First Impressions of Hadoop

The other night I sat down and spent some time playing around with Hadoop.

What follows here is based on my brief understanding of the project and one nights worth of experience :)

Hadoop is an Apache Lucene project that provides an open-source implementation of MapReduce. MapReduce is a programming model emphasizing parallel processing that has been developed and popularized by Google. From everything I’ve read and seen of Google’s MapReduce implementation, Hadoop looks to be very similar. Interestingly enough, Yahoo! is a significant supporter of this project and has widely published and presented on their experiences.

Having a general conceptual understanding of MapReduce but little experience with it, I set out to solve a relatively straight forward problem.

As part of our interviewing process, potential candidates are given a programming problem to solve. One that we’ve used previously involved the parsing of apache-style log files and gathering specific statistics. It wasn’t a stretch to see how this could be implemented using MapReduce and Hadoop.

Step 1: Installing Hadoop

My daily driver is a MacBook Pro so the installation went quite smoothly. Nothing significantly more difficult than unpacking an archive, updating a few environment variables, and running a few example jobs.

I setup a two machine cluster – my laptop and another VMware virtual machine. Nothing particularly sophisticated.

Step 2: Breaking down the problem

The first step of any implementation involves breaking the problem down into a series of map and reduction steps. Hadoop provides interfaces and abstract base classes that help you get started. Arguably the process of breaking any problem down into its fundamental building blocks is a significant challenge, but at the same time it’s part of the elegance enabled by a programming model such as MapReduce.

It’s important to note that the framework is responsible for all I/O operations and actually builds this functionality on top of it’s own implementation of a distributed file system. In order to make data available for processing, you must first copy it to the distributed file system. Likewise, if you want to do additional work on output data (and not do it using Hadoop), you must copy it from the distributed file system. This not only enables larger volumes of data to be made available to the cluster but it also allows the framework to partition and store records closer to the machines that will be processing them. Google has an interesting paper that describes their approach to distributed file systems (See Google File System)

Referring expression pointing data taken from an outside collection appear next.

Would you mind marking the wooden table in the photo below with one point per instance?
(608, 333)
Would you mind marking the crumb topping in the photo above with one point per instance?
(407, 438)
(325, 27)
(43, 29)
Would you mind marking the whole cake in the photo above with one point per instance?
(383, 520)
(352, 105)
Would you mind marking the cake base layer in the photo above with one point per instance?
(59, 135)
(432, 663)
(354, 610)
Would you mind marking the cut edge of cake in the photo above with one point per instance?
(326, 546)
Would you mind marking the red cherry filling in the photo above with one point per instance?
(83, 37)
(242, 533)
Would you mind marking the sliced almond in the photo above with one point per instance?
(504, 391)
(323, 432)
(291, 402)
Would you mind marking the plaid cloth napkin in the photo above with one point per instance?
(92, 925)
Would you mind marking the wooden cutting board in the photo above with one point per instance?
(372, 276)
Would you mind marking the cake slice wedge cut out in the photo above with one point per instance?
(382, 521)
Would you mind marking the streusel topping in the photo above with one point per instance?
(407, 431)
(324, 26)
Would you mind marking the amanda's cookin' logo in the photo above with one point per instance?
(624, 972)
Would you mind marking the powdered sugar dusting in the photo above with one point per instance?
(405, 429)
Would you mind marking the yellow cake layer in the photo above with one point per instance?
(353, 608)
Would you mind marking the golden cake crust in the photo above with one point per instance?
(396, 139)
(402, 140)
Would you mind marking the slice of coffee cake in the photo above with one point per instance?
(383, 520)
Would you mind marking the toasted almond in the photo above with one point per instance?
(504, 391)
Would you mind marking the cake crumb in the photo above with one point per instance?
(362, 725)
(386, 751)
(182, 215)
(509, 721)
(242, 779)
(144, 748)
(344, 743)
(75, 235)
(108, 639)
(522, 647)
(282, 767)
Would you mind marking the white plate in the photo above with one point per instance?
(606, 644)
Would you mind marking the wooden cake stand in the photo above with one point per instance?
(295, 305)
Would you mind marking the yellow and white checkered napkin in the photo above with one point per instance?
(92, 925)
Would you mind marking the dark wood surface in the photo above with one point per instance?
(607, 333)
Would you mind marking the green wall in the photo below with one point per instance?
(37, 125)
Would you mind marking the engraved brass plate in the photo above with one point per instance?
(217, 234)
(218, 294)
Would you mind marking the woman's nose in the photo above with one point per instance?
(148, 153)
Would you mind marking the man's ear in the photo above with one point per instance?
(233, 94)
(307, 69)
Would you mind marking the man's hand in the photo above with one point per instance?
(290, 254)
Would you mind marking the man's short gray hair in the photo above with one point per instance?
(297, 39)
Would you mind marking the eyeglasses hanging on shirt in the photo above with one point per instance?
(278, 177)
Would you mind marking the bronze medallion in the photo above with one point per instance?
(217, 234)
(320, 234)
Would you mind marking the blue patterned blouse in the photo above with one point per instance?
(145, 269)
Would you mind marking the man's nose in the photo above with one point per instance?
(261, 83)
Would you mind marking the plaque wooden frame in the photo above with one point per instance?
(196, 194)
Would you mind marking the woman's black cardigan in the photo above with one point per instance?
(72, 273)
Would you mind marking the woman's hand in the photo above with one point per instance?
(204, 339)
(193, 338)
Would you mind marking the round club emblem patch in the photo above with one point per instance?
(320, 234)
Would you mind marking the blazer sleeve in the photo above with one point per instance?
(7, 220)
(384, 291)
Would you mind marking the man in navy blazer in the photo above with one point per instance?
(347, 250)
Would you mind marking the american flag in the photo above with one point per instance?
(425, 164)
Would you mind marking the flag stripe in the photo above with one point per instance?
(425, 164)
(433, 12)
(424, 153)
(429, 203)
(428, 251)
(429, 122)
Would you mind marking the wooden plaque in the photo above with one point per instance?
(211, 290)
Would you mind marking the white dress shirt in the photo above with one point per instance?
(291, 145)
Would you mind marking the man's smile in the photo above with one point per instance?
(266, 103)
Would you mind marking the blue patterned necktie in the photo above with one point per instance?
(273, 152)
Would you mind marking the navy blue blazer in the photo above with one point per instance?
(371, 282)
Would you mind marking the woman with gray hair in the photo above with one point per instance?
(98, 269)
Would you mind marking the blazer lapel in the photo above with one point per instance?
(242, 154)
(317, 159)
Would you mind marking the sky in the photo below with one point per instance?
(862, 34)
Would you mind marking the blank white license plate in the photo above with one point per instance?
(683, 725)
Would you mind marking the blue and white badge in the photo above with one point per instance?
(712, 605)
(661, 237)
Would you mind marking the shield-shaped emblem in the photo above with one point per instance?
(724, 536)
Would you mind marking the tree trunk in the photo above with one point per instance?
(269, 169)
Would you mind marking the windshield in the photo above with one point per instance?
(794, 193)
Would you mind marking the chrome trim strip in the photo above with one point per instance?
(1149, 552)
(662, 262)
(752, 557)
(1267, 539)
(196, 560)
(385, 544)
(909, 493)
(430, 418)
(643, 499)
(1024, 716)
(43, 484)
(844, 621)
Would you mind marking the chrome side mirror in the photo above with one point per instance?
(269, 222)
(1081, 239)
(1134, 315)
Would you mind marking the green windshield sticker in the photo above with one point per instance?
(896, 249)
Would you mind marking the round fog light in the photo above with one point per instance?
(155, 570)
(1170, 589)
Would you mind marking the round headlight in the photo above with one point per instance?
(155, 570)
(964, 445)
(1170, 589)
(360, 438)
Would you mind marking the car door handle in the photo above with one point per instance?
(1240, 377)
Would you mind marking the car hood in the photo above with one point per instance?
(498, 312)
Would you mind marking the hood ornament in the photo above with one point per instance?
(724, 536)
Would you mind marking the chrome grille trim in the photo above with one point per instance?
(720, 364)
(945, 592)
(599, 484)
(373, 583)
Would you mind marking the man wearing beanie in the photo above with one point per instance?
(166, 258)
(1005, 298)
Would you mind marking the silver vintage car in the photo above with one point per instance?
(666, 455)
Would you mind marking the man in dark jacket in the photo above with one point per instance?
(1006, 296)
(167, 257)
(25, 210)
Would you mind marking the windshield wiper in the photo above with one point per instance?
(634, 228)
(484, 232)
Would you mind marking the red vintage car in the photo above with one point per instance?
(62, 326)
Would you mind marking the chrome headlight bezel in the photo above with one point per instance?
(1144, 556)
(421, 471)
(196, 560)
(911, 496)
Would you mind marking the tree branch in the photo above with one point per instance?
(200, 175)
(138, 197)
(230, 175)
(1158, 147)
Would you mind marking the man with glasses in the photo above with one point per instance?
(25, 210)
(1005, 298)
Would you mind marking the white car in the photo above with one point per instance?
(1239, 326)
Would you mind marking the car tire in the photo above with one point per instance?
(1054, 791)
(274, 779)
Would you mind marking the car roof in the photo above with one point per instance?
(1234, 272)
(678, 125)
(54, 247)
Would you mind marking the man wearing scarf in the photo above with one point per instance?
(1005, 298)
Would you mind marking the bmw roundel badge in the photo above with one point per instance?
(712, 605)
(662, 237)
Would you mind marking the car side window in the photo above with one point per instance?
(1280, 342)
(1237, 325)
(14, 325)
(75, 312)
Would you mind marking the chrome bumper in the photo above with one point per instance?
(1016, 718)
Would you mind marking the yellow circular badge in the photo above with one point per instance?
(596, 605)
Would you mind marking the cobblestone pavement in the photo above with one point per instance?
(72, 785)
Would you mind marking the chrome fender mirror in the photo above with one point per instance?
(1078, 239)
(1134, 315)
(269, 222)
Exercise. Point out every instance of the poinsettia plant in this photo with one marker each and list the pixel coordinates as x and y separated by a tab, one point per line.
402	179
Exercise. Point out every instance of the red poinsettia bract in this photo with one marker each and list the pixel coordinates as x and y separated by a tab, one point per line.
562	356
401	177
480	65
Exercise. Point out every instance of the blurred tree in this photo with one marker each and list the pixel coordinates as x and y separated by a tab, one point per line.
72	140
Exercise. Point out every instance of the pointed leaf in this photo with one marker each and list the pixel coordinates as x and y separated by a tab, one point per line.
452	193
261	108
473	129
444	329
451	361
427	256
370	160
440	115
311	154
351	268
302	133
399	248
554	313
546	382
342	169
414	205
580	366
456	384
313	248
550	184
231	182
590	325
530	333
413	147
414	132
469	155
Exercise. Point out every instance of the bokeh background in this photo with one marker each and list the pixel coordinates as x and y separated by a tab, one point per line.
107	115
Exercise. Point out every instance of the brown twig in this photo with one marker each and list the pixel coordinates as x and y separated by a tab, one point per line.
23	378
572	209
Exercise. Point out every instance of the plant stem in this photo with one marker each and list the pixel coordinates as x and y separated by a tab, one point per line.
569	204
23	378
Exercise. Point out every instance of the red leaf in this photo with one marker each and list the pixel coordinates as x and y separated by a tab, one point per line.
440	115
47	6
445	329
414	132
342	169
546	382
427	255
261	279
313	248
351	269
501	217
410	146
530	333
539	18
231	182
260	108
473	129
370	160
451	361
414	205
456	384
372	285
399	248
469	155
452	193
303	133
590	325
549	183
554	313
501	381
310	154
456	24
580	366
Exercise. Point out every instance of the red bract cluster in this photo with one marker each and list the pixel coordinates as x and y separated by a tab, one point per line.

In the simplest terms, a mapping step is responsible for processing input data and generating key -> value pairs. Hadoop takes care of aggregating all values with their corresponding keys and passing this result (key -> collection of values) to a reduction step. A reduction step is responsible for reducing the collection of values into a suitable output value. See the Hadoop quick start guide for a simple implementation of both a map and reduce step.

Step 3: The mapping step

Take the following problem definition: Given a collection of apache log files determine the urls with the most hits and return them in descending order.

The mapping step is fairly straight forward. It’s responsible for parsing individual log records and outputting a url and count for each.

In this example, the count would always be 1 and you can think of this mapping step as a marker. It’s responsible for flagging the url from each record it parses. It’s the reduction step’s responsibility to count up all of the individual flags.

Step 4: The reduction step

Example Input: [http://www.google.ca, [1,1,1,1,1,1,1]], [http://www.yahoo.com, [1,1,1], [http://www.microsoft.com, [1,1,1,1,1]]

As mentioned previously, the responsibility of the reduction step in this example is to reduce these inputs by counting up the number of flags. The output would look something like:

[http://www.google.ca, 7], [http://www.yahoo.com, 3]

Step 5: Putting it all together

That’s it. The result of running a job with these map and reduce steps would be similar to:

http://www.google.ca 7

http://www.yahoo.com 3

http://www.microsoft.com 5

Unfortunately the outputs are sorted by value and we haven’t yet quite satisfied the problem definition. However, the beauty is that we can now pass this output through another mapper that will invert the key/value and then sort by key. The output of that job will be a list of urls sorted by their hit count. Success!

All in all it’s an incredibly powerful idea and framework. Absolutely overkill for small tasks like these but if you’ve got a many terabytes (or petabytes) of data and a couple thousand processing nodes, it’s more than adequate.